Is AWS the patient that needs constant medication?
I was just reading High Scalability about Why Swiftype moved off Amazon EC2 to Softlayer and saw great wins!
We’ve all heard by now how awesome the cloud is. Spinup infrastructure instantly. Just add water! No up front costs! Autoscale to meet seasonal application demands!
But less well known or even understood by most engineering teams are the seasonal weather patterns of the cloud environment itself!
Sure there are firms like Netflix, who have turned the fickle cloud into one of virtues & reliability. But most of the firms I work with everyday, have moved to Amazon as though it’s regular bare-metal. And encountered some real problems in the process.
1. Everyday hardware outages
Many of the firms I’ve seen hosted on AWS don’t realize the servers fail so often. Amazon actually choosing cheap commodity components as a cost-savings measure. The assumption is, resilience should be built into your infrastructure using devops practices & automation tools like Chef & Puppet. The sad reality is most firms provision the usual way, through the dashboard, with no safety net.

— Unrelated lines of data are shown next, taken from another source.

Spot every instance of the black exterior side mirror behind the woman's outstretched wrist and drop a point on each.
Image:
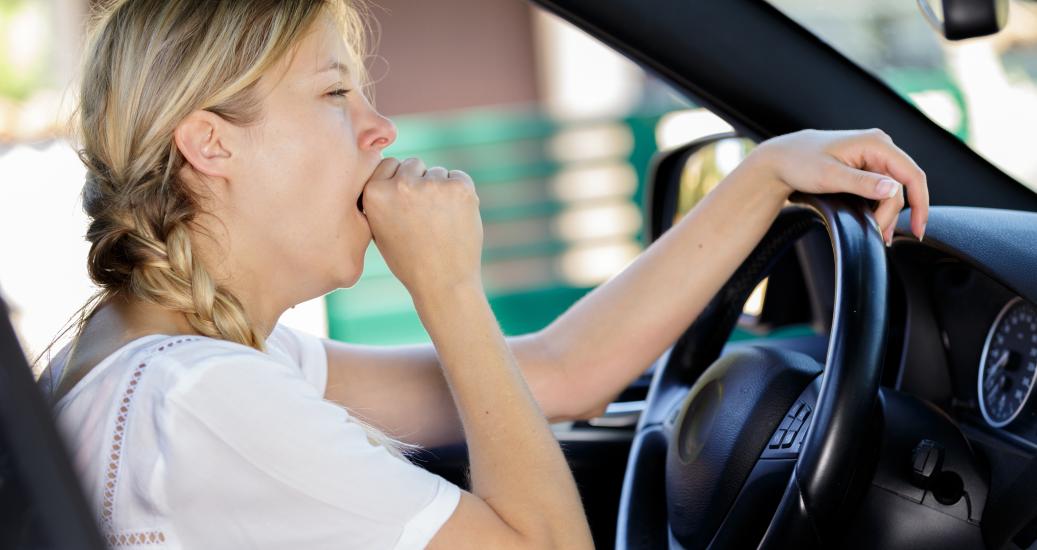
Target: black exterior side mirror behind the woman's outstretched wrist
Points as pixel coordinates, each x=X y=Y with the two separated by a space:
x=681 y=178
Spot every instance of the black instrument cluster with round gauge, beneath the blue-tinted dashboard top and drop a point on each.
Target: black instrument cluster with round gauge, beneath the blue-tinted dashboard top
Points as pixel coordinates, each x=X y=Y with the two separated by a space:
x=978 y=359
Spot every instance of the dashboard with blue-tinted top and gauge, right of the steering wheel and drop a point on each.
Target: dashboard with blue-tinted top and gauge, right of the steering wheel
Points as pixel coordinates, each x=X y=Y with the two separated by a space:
x=963 y=333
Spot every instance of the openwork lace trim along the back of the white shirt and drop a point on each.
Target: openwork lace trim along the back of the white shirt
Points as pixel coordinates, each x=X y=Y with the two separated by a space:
x=113 y=475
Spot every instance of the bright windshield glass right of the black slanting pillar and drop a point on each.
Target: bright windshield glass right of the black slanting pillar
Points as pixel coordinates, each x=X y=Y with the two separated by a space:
x=983 y=91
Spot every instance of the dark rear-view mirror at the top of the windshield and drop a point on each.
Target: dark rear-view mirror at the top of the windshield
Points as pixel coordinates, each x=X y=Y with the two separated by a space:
x=959 y=20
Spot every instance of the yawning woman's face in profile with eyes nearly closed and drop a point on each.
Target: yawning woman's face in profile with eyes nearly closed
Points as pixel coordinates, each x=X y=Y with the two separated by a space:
x=304 y=169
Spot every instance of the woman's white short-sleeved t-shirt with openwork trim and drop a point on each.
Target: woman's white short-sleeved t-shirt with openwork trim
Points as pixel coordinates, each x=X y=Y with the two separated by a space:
x=197 y=443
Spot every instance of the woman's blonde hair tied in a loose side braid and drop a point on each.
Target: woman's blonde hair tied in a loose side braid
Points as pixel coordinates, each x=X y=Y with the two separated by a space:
x=148 y=65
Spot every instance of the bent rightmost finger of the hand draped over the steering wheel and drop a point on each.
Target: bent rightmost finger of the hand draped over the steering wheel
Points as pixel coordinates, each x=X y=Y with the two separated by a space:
x=882 y=155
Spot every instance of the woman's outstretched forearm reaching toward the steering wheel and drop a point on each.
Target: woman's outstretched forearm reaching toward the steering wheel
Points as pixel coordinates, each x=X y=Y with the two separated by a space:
x=614 y=334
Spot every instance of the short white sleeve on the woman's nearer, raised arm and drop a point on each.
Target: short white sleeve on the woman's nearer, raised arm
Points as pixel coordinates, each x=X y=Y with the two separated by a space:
x=256 y=458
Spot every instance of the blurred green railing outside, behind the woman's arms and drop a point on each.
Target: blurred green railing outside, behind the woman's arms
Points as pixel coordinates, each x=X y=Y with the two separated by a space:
x=536 y=178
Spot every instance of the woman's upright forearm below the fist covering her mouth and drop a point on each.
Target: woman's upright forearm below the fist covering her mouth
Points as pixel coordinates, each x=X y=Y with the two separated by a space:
x=517 y=465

We’ve by now heard of firms such as Netflix building their Chaos Monkey to actively knock out servers, in effort to test their ability to self-healing infrastructure.
From what I’m seeing at startups, most have a bit of devops in place, a bit of automation, such as autoscaling around the webservers. But little in terms of cross-region deployments. What’s more their database tier is protected only by multi-az or just a read-replica or two. These are fine for what they are, but will require real intervention when (not if) the server fails.
I recommend building a browse-only mode for your application, to eliminate downtime in these cases.
4. Provisioning isn’t your only problem
But the cloud gives me instant infrastructure. I can spinup servers & configure components through an API! Yes this is a major benefit of the cloud, compared to 1-2 hours in traditional environments like Softlayer or Rackspace. But you can also compare that with an outage every couple of years! Amazon’s hardware may fail a couple times a hear, more if you’re unlucky.
Meanwhile you’re going to deal with season weather problems *INSIDE* your datacenter. Think of these as swarms of customers invading your servers, like a DDOS attack, but self-inflicted. Amazon is like a weak immune system attacking itself all the time, requiring constant medication to keep the host alive!